Florian Kohfeldt hat an seine Spieler einen klaren Auftrag vor dem Spiel auf Schalke.

gumzmedia/nordphoto

Natürlich gebieten es der Anstand und der Respekt, einen ohnehin schon angeschlagenen Gegner nicht noch weiter anzuzählen. Vor allem dann, wenn man im Glashaus sitzt. Doch es gibt noch einen anderen Grund, der zum Schweigen verleitet: der Aberglaube. Im Profifußball gibt es ziemlich viel davon.

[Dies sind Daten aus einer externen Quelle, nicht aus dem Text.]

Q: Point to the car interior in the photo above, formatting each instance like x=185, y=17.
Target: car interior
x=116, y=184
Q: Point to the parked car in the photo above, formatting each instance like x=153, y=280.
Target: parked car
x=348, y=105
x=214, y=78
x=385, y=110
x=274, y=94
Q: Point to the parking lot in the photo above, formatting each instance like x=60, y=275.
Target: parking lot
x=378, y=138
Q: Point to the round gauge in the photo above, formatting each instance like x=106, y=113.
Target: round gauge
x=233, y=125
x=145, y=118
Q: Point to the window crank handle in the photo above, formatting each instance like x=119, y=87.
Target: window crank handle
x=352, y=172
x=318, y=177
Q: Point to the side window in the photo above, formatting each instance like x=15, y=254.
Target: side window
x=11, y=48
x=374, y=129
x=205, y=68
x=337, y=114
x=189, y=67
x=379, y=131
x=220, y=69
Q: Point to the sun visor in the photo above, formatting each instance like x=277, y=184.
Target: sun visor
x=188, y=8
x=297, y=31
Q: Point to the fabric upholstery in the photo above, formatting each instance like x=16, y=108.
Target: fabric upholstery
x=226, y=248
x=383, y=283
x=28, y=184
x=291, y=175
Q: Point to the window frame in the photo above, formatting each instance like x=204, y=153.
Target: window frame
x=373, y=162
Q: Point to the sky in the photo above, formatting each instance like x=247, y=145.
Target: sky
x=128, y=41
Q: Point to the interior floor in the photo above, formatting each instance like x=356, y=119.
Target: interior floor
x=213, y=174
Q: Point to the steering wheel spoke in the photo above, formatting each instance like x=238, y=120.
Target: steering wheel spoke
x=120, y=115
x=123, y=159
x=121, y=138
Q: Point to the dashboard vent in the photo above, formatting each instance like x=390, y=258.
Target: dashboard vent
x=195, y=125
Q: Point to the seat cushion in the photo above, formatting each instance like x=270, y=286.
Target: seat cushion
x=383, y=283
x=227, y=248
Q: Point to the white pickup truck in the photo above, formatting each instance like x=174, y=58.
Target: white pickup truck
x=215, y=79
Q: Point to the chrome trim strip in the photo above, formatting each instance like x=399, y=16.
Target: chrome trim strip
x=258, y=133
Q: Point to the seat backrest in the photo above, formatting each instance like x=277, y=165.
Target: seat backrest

Auf jedes noch so absurde Detail wird haargenau geachtet, um den eigenen Erfolg bloß nicht zu gefährden. Da sind Trends und gute Omen pures Gift. So wie jetzt, wenn Werder beim FC Schalke 04 antritt. Bei eben jenem Klub, der gerade durch die Liga schlingert und gegen den anscheinend jeder gewinnen darf. Und genau das müssen die Bremer auch tun, um im Abstiegskampf am Ball zu bleiben.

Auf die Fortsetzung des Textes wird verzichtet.